Second, D’Angelo’s writing style is sadly bland, and also repetitive. The Battle of Midway naturally exemplifies drama with an outnumbered but gutsy United States Navy springing an audacious trap on a dangerously skilled foe. However, that drama, unfortunately, does not come through in this dryly written monograph
Third, given my extensive study of the Aleutian campaign, I found D’Angelo’s explanation for the origin of that quixotic campaign unsatisfying. I agree that the Imperial Japanese Navy decision to assign two small aircraft carriers to Aleutian operations was a mistake, that those carriers should have been attached to the main thrust at Midway. But I have argued, as have others, that Japan’s Aleutian attacks, using minimal resources, brought clear strategic dividends to Japan given the mistakenly outsized American counter-response to Japan’s occupation of the western Aleutians. (Canada too devoted resources to that region that could have been better used elsewhere). I might also add that the book’s index, which states mistakenly that the Aleutian Islands are mentioned on just two pages, does a poor job of directing the reader to material about the Aleutians.
Fourth, and most importantly, I do not accept D’Angelo’s argument that the clear and deserved American victory at Midway changed the course of the titanic global struggle that was World War II. Others have argued far better than I could ever do that Japan’s fortunes truly changed for the worse thanks to the grueling struggle for Guadalcanal in 1942-1943 that savaged Japan’s naval and aviation assets.
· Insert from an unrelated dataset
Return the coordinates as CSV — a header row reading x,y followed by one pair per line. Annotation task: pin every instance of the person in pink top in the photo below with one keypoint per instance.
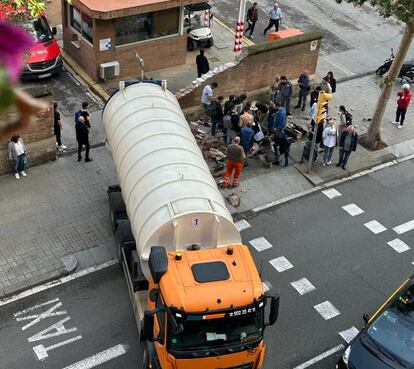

Moreover, in a global struggle that saw the savage losses endured at Stalingrad or Kursk on the Eastern Front, the bloody fight in Normandy’s restrictive bocage country, or the devastating US Navy submarine campaign that annihilated Japan’s merchant fleet. To say that a naval battle so early in the Pacific campaign, even one so one-sided as Midway turned out to be, won the war for the Allied cause is simply wrong.